A year after scrambling to stave off collapse, the ports of Seattle and Tacoma are dealing with too much of a good thing.
“We’ve rebounded in 2021 and you’ve probably heard about congestion…or if you’ve looked out the window,” John Wolfe, CEO of the Northwest Seaport Alliance, told the audience at the 2021 King County Maritime Economic Forecast breakfast Friday, overlooking a container-crowded Terminal 46 in Seattle.
With 53,400 jobs and $12.4 billion in economic impact, the twin ports are a pillar of the region’s economy. Now like other U.S. container ports, they are squeezing out a backup of imported goods.
“I see that as a good thing,” because most people previously have not understood how the supply chain works, Wolfe suggested.
“One of the reasons, as I look at it, is the industry has been under-investing in infrastructure,” said Wolfe. Publicly held companies are under such pressure to provide return on investment to shareholders and reduce their costs that distribution systems operating at “optimal” levels quickly deteriorated in the face of booming demand and supply constraints.
Terminal 5 in Seattle – the 185-acre site of a $400 million capital investment that will open to container ship arrivals in January 2022 – was pressed into service as parking for 3,000 empty containers to relieve crowding at other terminals, said Wolfe.
“We’re also working with importers to encourage them to pick up their boxes,” he said.
Seattle’s cruise ship traffic went from a $900 million annual trade to virtually zero for 2020 but is well on a rebound. With grain deliveries and recreational vessel traffic well above average for 2021, and commercial fishing and industrial moorage down only slightly, the port business “we’re headed in the right direction,” said Port of Seattle executive director Stephen Metruck.
Some $378 million in infrastructure planning includes replacing pilings, bulkheads and other improvements at the port’s facilities for large commercial fishing vessels, and developing Terminal 91 uplands into light industrial space to include fishing support businesses, said Metruck.
Converting the old fishermen’s supply to a new “maritime innovation center” is scheduled for completion in 2024. A submarine cable from Terminal 46 will carry shore power for Pier 66, Metruck said: “This is part of our effort to decarbonize the waterfront.”
A smaller carbon footprint is a selling point for Genuine Alaska Pollock Producers, and what Karl Bratvold, managing partner of the trawler Starbound and a GAPP director called “the most climate-friendly protein in the world.”

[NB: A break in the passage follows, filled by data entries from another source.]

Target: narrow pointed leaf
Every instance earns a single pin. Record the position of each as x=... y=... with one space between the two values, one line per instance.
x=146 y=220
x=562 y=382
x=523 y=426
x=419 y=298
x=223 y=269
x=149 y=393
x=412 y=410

Bratvold and GAPP CEO Craig Morris recounted their past two years of marketing, when pollock from the Seattle-based trawler fleet won more customers as an essential home freezer item during the pandemic.
GAPP’s market research shows “sustainability” is a high-scoring value with U.S. consumers, and its marketing material now include graphic comparisons of emissions calculated for delivering beef, on the highest end of the scale, the Alaska pollock “which is about as low as you can go,” said Bratvold.
“That’s something we really have to be mindful of,” said Morris. The other key part of GAPP’s labeling, wild-caught, “means a lot to consumers,” he added.